The scene is set in the parking lot where there are dry stone walls seperating the various areas for parking. You can't see the bridge from here and you are led to the information centre and museum. Unfortunately, as it is the middle of winter, most of this is closed. You continue to walk along a wide pebbled path around a curve. You can hear the running of water, but it remains hidden from view. You pass what was once an ancient olive grove with a number of aged twisted olive trees whose gnarled trunks are all more than 6 feet across (they probably date back to the time of the aquaduct) remaining.
Then along slight incline around a sweeping bend and there in front of your eyes is a marvel almost beyond comprehension. Thousands of years ago, with none of the modern tools available today, thousands of men hauled thousands of heavy rocks and with a precision that we would find hard to match today, constructed the means to carry water about 50 kms from its source to the City of Nimes.
We have to wonder as we stare at this marvel of engineering and ingenuity, as to whether any of the so called modern wonders will still stand in more than 2,000 years. I mean, the Sydney Harbour Bridge is still less than 100 years old!
We spend a couple of hours wandering all round the site, Michael racing first up one side to the top, then almost tumbling as he hurries down to the road level so he can rush up and meet me at the top on the other side. He is like a little kid in a lolly shop!
But we know that we need to keep moving and so jst after 3 pm we say goodbye to this ancient place that still has the power to speak so eloquently and leave for Marseille via some of the back roads. We go through small towns, many that bear the signs of Roman architecture. Eventually, we merge on to the highway that takes us south to one of France's oldest cities - Marseille.

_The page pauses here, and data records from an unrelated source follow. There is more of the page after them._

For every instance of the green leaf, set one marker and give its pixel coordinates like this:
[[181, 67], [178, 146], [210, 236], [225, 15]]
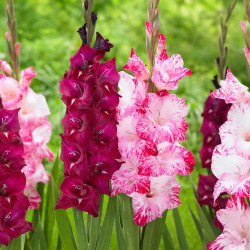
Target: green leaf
[[107, 225], [118, 226], [63, 222], [179, 230], [197, 223], [207, 231], [49, 221], [93, 227], [81, 237], [168, 243], [153, 233], [131, 230]]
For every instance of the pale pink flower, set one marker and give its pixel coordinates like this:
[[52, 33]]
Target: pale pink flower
[[235, 219], [232, 91], [172, 159], [232, 171], [164, 194], [127, 180], [235, 133], [34, 197], [10, 92], [161, 46], [168, 71], [5, 67], [129, 143], [164, 119], [132, 92], [137, 67], [33, 104], [26, 77]]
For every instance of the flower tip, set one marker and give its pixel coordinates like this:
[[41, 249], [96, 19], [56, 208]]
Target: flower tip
[[17, 48], [243, 26]]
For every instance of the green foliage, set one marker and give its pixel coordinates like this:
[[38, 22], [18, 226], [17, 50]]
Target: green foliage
[[48, 38]]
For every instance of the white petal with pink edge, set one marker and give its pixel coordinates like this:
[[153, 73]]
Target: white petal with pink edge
[[127, 180], [232, 91], [164, 119], [164, 194], [172, 159]]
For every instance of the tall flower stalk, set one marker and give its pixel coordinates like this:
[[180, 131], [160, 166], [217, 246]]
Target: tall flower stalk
[[89, 143], [231, 162], [151, 122], [33, 116], [215, 114]]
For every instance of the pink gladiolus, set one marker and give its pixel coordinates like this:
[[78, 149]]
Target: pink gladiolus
[[35, 129], [137, 67], [13, 203], [5, 67], [235, 219], [150, 124], [232, 91]]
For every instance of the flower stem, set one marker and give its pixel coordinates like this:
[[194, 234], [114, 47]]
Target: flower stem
[[152, 32], [11, 37], [221, 60]]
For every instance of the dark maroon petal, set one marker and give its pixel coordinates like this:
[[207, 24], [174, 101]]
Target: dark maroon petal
[[69, 87], [85, 56], [107, 73], [83, 33], [101, 182], [101, 43], [70, 150], [9, 120], [104, 99], [5, 238], [105, 132]]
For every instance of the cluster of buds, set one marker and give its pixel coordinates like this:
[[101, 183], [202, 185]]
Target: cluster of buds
[[150, 126], [89, 144], [13, 203], [231, 166], [215, 114]]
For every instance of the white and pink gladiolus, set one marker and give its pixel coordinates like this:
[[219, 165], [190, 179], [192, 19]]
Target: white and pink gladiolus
[[35, 128], [150, 126]]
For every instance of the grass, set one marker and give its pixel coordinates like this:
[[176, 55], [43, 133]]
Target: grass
[[48, 37]]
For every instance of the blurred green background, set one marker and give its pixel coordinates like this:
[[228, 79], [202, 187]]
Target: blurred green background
[[48, 38]]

The landscape changes and we cross a bleak high plain that could be in any coatal area - and then, we espy the blue blue waters of the Mediterranean with the white sandstone outcrops jutting boldly in to the sky with Marseille in the background. We have to concentrate as we arrive to ensure that we can follow the directions (that we have printed from the web) to the hotel. Like all the big cities we have come across, streets are not laid out in a grid, but rather in a haphazard fashion, follow the contours of the land.
Without too much drama, we find the hotel in the Port area just as it is getting dark - so your first glimpse of Marseille is the Port by night from the balcony. More tomorrow guys. I want to try to arrange a day cruise!